Feedback welcome! (social things in profile)

--

For the curious, here is a brief explanation of this annoying phenomenon (I worked on the catalogue ingestion systems for Last.fm a few years ago, so I have a rusty and likely out of date but still above-average familiarity with this topic)

On the surface, a music catalogue is based on a naive data model made up of Tracks, Artists, and Albums. Identifiers are basically made up of names and titles, or some composite.

Reality is (a lot) more complex. A slightly less naive, but far from accurate, data model includes the concept of "recording". Take Lou Reed's "Coney Island Baby". It's one "track", but there are actually 9 recordings of it (see https://songstats.com/track/35oekh1n/coney-island-baby). These "recordings" have unique identifiers (International Standard Recording Code). How are they used? Well, take two of them: USRC10300143, GBLLT2105923. Same track, different country (US, GB). E.g. the track was published in two different issues of the same album in different countries. And the licensing for each of those may be completely different (e.g. rights in the US may belong to $companyA and rights in the GB for $companyB). Or $companyC might come and buy rights for distribution in the GB, and perhaps decide to take down the GB recording.

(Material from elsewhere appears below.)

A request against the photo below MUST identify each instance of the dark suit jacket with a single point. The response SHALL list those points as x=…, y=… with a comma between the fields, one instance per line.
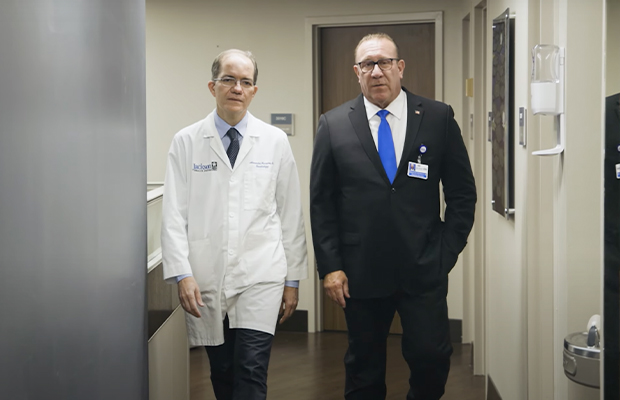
x=388, y=237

For the purposes of your playlist, you want to listen to Lou's song, and don't care if you're listening to USRC10300143 or GBLLT2105923. But labels do, and Spotify (or any streaming service) has to care and report listens / downloads / etc. on the recording, not the track.

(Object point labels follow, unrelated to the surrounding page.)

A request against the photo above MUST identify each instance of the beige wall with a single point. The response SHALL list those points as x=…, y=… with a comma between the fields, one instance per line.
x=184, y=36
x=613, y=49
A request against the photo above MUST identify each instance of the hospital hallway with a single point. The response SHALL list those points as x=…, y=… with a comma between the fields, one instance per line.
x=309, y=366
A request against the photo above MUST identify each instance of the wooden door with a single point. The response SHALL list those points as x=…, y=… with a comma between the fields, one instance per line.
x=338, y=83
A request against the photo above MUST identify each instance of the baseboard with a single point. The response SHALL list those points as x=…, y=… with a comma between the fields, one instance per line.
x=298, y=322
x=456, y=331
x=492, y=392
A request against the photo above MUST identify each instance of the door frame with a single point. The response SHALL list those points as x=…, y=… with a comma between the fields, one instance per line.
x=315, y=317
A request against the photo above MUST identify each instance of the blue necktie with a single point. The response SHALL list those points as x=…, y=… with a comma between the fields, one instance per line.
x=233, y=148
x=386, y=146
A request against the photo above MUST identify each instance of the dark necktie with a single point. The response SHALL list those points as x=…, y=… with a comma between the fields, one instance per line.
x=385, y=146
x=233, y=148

But.. when you add a track to a playlist you're actually adding a _recording_. So there are a lot of not-immediately-evident reasons why you may end up losing access to $track because someone took down $recording with a foreign key to $track. And when you go and search for $track, you're annoyed to find exactly the same track playable.

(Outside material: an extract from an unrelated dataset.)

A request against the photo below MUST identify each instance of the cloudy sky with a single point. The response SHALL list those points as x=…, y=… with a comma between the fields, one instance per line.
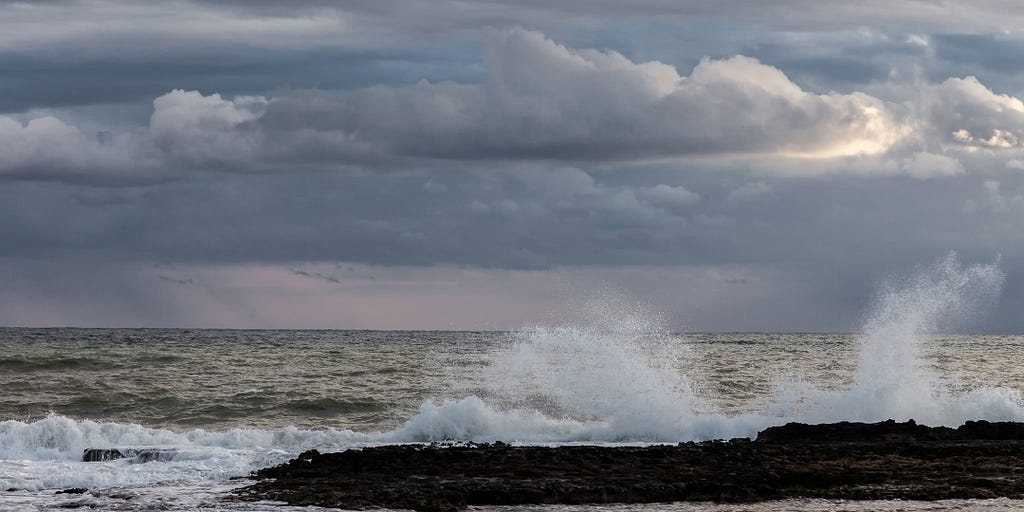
x=494, y=164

Why doesn't Spotify doesn't keep your playlists healthy? The basic reason this may be simply that the volume of metadata changes into music catalogues is surprisingly large, so not a trivial problem at Spotify scale.

A further reason is that it's actually not trivial. What are acceptable alternatives? Well.. replacing Bobby Womack's "Across 110th street" with Bobby Womack's "Accross 110th street - Original" is probably fine, but using "Accross 110th street - Drum and Bass mix" as fallback may not make every listener happy.